April 2017 – June 2017
I went to Niger to continue with the research work for my master thesis. The objective was to collect the data needed to develop a decentralized renewable energy system for a village with no electricity for the basic needs. As part of adapted research methodology the electricity supply situation in the city of Niamey as well as surveys and village field trips were performed to have a good comparison among different realities of the spectrum.
I was received in Niger with smiles and friendly people and a slap to the face by the weather. Most of the days were filled with day to day activities, conversations, literature reviews, setting up and carrying out interviews, requesting for data and filing paperwork. But sprinkled throughout, memorable things happened, tidbits of conversations that stood out like insights of lifestyle differences, etc. A few days after my arrival I bought a hot plate (electric stove) to be able to cook meals in my room and bought some food stuff. I went to a local church, played basketball and got internet access.

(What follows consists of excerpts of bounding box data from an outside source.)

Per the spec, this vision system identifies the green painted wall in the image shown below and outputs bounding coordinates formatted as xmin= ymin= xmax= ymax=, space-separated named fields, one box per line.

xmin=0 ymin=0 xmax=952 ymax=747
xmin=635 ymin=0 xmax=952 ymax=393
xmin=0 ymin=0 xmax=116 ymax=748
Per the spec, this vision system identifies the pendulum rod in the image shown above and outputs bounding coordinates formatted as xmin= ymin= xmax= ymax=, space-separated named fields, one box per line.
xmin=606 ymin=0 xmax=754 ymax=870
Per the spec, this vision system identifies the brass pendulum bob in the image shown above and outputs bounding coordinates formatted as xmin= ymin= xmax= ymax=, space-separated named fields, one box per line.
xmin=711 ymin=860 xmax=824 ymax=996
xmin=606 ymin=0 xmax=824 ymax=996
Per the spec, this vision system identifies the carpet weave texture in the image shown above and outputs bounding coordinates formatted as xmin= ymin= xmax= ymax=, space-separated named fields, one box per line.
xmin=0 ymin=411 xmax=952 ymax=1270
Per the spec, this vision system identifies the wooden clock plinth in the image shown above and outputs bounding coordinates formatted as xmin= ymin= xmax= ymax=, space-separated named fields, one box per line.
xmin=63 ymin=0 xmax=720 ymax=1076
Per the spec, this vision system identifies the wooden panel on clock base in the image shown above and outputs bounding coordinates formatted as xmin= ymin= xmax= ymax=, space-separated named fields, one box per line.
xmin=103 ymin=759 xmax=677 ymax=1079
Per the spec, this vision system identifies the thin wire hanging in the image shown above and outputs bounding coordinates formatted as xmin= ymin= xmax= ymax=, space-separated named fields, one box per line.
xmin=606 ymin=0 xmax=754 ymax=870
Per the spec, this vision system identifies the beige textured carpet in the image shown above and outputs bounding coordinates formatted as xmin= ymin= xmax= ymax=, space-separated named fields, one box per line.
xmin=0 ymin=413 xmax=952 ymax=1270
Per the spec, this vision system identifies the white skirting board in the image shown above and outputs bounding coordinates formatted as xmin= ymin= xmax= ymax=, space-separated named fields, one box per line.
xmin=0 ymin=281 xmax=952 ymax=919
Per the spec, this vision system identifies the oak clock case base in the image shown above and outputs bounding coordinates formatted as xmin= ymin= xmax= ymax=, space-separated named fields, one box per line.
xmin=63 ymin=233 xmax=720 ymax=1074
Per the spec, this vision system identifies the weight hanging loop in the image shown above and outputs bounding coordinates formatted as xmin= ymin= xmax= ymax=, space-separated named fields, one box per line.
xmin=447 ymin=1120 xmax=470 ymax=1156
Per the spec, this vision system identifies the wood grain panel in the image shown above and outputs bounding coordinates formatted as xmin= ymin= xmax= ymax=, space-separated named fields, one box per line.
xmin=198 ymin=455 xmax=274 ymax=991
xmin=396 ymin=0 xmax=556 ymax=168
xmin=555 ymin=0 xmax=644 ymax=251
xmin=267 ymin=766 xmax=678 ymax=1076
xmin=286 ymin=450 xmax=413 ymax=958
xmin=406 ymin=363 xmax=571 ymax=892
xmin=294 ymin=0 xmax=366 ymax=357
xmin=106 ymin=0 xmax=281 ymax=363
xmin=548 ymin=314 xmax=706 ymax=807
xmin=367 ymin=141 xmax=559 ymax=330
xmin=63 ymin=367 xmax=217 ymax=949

To anyone who doesn’t know, April is the hottest and driest, month of the year in Niger. It is also the month when the solar radiation is most intensive. This I came to know threefold: by people telling me “Survive April and you are good”, by what the climate data I was working with and first hand every time I stepped out. The rainy season, I was told, to start sooner this year (around mid-May) but instead it arrived late (around mid-June) testifying to the unpredictability of the weather.
As part of my work plan we visited multiple villages to select one that conformed to my research objectives. At the first village we were received with faces both happy and relieve to see us. Here, we found wooden logs stacked to form a quadrant, and through in the ingenuity of the people they affixed a rolling element to act as pulley system (Figure 1). The installation was used to draw water from the well. Three women worked pulling the rope in rhythm with each other so that the rope was in constant movement. There were also others who poured the extracted water into the containers and sorted them. We were told that the main issue they were facing was the lack of water, projects had been planned and they were waiting commencement to solve the issue.
Figure 1: A water well in a village in Niger (surroundings of Niamey) – in use for last 60 years
Figure 2: Village settlement (Installed water pump for drinking water)
The next village, we were received with open arms and smiles. This village was located by the river Niger and so they didn’t have issues with water availability but rather their main concern was electricity.
After talking with the village chief, we decided to work with this village, Sekoukou. In which, with the help of the teachers of the village school, the surveys were carried out.
Figure 3: Meeting with people from village Sekoukou
From left to right: Djibril Kimba Souley, Dr. Nouhou Ali, Village teacher, Village’s chief, Village teacher, Chief’s brother, Vittorio Sessa, Dr. Mounkaila S. Moussa
My final week in Niger was filled with preparations for my departure as well as preparing the final presentation to show the results of my stay.
I found Niger to be a beautiful country with huge possibilities for development and the availability of resources to do so. They only need to tap into them correctly. I could keep talking about it but then I probably would never finish. I left filled with positive feelings and high expectations of what this country can become; as well as a tan to envy.